Kenyan President Uhuru Kenyatta announced Tuesday his country plans to host the East African Framework Agreement on air pollution, building on the Nairobi Agreement of 2008.
Kenyatta told the Third Session of the United Nations Environment Assembly (UNEA) in Nairobi that Kenya hopes to build on the gains achieved with the ban on plastic bags as part of efforts to protect the planet.
“In furthering the Agreement on Air Pollution, we hope to repeat the success we have achieved with the ban of plastic carrier bags, and we look forward to global support in this effort,” Kenyatta said.
The Nairobi Agreement of 2008 brought together 11 countries to develop actionable targets to address air pollution.
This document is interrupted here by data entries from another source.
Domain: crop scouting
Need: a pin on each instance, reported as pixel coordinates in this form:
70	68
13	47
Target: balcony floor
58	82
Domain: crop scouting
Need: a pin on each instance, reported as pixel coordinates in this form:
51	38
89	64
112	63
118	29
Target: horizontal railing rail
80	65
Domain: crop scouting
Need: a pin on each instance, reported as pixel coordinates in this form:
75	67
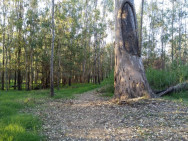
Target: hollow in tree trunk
130	80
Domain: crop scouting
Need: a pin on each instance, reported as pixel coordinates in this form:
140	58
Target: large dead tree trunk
130	80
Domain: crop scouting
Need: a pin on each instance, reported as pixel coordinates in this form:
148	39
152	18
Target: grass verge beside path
17	126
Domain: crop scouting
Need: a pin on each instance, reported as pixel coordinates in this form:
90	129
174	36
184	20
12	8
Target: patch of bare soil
91	117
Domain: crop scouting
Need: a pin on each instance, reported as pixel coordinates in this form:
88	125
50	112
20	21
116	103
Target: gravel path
91	117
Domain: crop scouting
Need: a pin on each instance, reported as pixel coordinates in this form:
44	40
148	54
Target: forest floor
91	116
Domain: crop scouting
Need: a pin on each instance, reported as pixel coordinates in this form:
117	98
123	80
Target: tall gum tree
130	80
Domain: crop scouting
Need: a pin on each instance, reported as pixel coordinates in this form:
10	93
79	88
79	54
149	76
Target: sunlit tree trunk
52	55
130	80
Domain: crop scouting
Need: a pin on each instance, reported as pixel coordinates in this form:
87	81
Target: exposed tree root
177	88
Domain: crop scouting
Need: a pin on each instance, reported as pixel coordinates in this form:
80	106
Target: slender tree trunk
3	69
130	80
52	55
59	66
141	24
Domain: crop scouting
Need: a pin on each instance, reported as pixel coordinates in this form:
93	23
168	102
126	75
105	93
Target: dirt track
92	117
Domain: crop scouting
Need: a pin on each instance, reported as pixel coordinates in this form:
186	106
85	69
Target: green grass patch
172	75
15	126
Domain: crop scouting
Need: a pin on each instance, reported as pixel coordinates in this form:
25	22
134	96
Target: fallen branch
177	88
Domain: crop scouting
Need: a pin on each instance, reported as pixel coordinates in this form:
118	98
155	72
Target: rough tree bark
130	80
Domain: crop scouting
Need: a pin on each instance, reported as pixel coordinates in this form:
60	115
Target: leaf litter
91	117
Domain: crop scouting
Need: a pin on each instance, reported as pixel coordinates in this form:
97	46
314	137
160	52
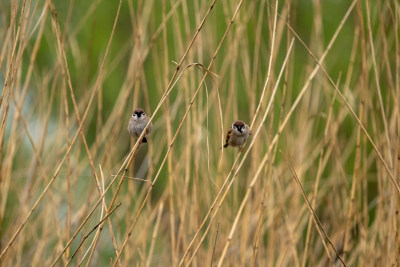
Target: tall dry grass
317	183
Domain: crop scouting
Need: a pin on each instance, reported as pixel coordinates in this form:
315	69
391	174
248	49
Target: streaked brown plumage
237	135
137	123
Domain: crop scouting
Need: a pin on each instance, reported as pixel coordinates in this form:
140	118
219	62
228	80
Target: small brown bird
137	123
238	134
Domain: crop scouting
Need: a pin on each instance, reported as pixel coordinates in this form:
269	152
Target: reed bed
317	184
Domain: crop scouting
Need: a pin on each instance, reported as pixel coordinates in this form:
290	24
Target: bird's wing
228	136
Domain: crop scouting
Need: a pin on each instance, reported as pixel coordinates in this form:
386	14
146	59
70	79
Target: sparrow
238	134
137	123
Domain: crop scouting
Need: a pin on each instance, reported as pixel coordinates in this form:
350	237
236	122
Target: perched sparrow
137	123
238	134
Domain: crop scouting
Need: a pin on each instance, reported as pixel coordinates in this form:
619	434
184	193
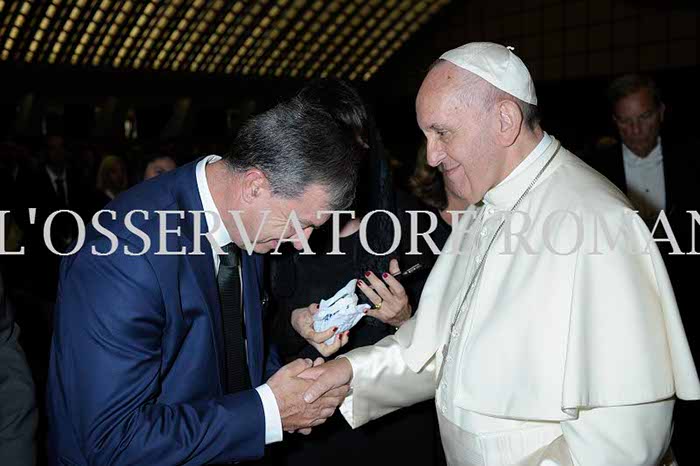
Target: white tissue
340	311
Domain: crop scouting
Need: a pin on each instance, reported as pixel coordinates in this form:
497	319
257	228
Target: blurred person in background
428	185
298	282
658	169
111	177
158	164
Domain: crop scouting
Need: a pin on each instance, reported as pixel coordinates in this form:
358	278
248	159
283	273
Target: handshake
308	392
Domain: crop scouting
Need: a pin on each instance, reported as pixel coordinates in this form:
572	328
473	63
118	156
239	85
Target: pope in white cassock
553	338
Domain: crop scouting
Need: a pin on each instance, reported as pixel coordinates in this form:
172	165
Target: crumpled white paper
340	311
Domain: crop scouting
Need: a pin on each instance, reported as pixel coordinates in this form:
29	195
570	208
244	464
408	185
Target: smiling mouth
448	171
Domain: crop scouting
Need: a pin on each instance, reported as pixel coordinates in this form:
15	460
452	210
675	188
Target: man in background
18	415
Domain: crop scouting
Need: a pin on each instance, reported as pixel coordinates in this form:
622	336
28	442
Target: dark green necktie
229	279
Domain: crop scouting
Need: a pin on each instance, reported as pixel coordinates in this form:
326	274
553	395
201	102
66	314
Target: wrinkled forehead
438	97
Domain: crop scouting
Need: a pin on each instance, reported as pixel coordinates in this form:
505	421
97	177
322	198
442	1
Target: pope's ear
255	186
510	120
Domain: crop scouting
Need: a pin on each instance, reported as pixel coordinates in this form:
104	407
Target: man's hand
303	323
328	379
288	389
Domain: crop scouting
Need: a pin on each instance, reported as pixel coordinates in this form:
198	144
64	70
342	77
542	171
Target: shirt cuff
273	421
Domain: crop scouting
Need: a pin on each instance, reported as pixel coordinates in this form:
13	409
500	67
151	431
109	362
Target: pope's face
638	119
456	133
158	166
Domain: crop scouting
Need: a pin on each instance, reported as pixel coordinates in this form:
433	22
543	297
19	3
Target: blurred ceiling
349	39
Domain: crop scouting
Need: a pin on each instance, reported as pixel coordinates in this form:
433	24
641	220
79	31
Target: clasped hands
308	392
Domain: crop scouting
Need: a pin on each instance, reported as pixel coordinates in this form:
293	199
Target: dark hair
492	94
629	84
312	138
427	183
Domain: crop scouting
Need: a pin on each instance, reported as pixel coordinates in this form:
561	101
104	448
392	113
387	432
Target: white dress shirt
273	421
574	355
646	185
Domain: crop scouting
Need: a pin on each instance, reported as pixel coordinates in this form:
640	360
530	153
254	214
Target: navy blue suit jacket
137	354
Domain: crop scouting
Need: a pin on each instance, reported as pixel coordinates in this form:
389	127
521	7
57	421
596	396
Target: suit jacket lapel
202	265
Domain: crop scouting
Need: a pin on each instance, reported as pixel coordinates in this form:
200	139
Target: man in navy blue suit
158	359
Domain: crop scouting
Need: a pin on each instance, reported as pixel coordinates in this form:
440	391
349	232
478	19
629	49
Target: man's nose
435	154
636	127
298	245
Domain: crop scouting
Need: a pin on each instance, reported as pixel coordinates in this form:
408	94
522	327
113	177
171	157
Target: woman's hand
391	304
303	323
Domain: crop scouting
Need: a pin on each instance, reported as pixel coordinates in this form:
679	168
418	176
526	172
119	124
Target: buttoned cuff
273	421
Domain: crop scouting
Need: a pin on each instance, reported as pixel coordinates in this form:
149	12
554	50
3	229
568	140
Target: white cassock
570	349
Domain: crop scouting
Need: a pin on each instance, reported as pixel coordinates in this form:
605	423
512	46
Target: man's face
456	135
638	119
314	199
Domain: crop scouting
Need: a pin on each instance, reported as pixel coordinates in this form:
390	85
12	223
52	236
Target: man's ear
255	186
510	119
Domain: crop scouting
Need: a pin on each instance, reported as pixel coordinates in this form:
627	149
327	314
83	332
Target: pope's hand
327	378
288	389
303	323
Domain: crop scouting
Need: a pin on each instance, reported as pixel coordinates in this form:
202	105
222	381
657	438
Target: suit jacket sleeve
18	416
108	359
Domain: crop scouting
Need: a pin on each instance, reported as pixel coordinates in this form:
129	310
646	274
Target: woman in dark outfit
296	281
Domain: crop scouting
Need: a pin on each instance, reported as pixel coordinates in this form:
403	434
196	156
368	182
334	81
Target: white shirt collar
530	159
632	160
53	175
506	193
220	235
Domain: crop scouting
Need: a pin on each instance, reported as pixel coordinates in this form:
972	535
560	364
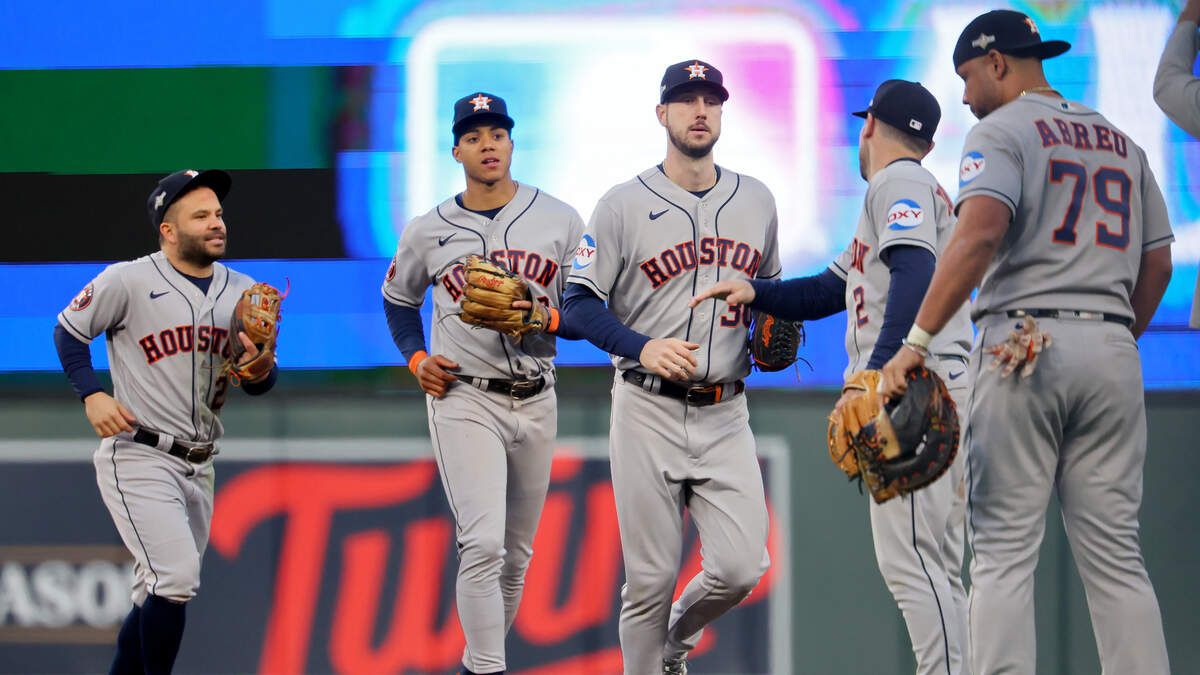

More than 4,000 heads of states and ministers, UN officials and civil society are attending UNEA that seeks to galvanize global support to tackle the pollution menace.
The East African Framework Agreement on air pollution was signed in Nairobi in 2008 by African ministers in charge of environment with an aim to control and reduce agreed air pollutants.
The countries in the pact include Uganda, Tanzania, Sudan, Somalia, Rwanda, Kenya, Ethiopia, Eritrea, Djibouti and the Democratic Republic of Congo.
The agreement hopes to reduce air pollution in a number of areas including transport, industry, mining as well as indoor air pollution.
The deal hopes to harmonize national air quality standards legislations among the cooperating states.
Kenyatta said that in the past the pursuit of prosperity was undertaken by nations with little regard to environmental consequences.
“Few bothered to count the environmental costs and even when they did, they went unheeded,” he added.
Kenyatta also announced that Kenya has started bidding for the hosting of the second United Nations Oceans Conference in 2020. The first conference was held in New York in June.